Light stimulation is not the same as psilocybin. But the main idea, that the brain becomes more flexible when it receives stimulation from the outside, is worth understanding.

What you can do right now

If you have depression and cannot wait for new drugs, several evidence-based options are available today.

Cognitive behavioral therapy (CBT) remains the most studied psychological treatment for depression. Studies consistently show it has a moderate to large impact on symptoms.

AVE therapy uses light and sound to change brain patterns associated with depression. Sessions are short (6 to 11 minutes with an app, or 30 to 45 minutes in a clinical setting), non-invasive, and require no medication. The 6th Mind app offers a free, clinically informed option that uses the phone’s camera flash for stroboscopic light stimulation combined with isochronic tones.

Exercise improves symptoms of mild to moderate depression as much as antidepressants do. People benefit when they move at a moderate pace for 30 minutes three times every week.

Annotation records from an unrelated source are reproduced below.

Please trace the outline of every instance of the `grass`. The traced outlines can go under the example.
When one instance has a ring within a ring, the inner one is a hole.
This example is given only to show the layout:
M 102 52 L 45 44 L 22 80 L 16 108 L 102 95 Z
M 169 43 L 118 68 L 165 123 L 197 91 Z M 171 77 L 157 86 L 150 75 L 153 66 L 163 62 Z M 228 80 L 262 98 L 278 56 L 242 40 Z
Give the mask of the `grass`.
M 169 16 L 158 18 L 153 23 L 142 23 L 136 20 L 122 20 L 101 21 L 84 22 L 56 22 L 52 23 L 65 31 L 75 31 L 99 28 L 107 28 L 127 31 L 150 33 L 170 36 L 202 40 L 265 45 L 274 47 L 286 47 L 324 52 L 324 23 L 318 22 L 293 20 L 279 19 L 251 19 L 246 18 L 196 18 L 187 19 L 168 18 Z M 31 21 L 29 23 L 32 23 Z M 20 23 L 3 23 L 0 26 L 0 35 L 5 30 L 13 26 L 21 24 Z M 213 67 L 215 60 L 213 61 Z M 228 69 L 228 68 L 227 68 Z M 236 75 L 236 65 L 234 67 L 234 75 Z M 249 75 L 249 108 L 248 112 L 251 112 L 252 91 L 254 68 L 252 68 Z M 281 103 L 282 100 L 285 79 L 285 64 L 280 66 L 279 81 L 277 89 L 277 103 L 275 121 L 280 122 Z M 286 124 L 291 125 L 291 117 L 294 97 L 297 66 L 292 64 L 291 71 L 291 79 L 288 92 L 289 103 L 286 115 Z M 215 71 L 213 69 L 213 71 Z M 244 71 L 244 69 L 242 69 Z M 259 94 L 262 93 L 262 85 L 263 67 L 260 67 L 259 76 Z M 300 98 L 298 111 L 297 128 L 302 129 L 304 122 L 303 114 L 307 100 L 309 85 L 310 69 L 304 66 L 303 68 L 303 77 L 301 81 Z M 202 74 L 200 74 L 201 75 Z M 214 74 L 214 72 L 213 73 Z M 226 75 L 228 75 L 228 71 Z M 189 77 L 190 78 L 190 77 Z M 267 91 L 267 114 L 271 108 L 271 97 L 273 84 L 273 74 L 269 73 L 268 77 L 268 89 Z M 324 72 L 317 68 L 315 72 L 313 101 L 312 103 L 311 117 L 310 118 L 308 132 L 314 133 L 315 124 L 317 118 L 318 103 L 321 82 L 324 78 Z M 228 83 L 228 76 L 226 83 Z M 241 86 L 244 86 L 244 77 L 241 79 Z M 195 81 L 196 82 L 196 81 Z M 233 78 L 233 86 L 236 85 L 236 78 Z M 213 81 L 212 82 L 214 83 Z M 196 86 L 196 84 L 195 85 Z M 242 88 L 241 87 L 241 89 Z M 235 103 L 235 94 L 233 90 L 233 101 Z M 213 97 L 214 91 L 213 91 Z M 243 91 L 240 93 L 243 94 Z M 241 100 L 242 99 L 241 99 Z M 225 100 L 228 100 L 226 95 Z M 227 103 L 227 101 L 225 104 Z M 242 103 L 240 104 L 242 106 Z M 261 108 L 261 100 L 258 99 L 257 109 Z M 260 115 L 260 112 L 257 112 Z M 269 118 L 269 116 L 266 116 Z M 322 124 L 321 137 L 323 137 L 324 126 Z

Mindfulness-based approaches lower how often depression returns for people who experience it frequently. Mindfulness-based cognitive therapy (MBCT) has the most support from research.

None of these replace care from a specialist if symptoms are severe. They function as tools that work with current treatment plans, or serve as a starting point for people exploring their options.

The bigger picture

Mental health care is changing so that people have more options than just medication or talk therapy. The success of psilocybin in Phase 3 trials is one piece of a broader shift toward diverse, evidence-informed approaches: alongside digital biomarkers, wearable-based monitoring, and AI-optimized treatment protocols, as noted in a 2026 analysis by WRN Clinical.

You do not have to wait for any single breakthrough to start addressing depression. Effective, accessible tools exist now, and the science is moving forward on multiple fronts.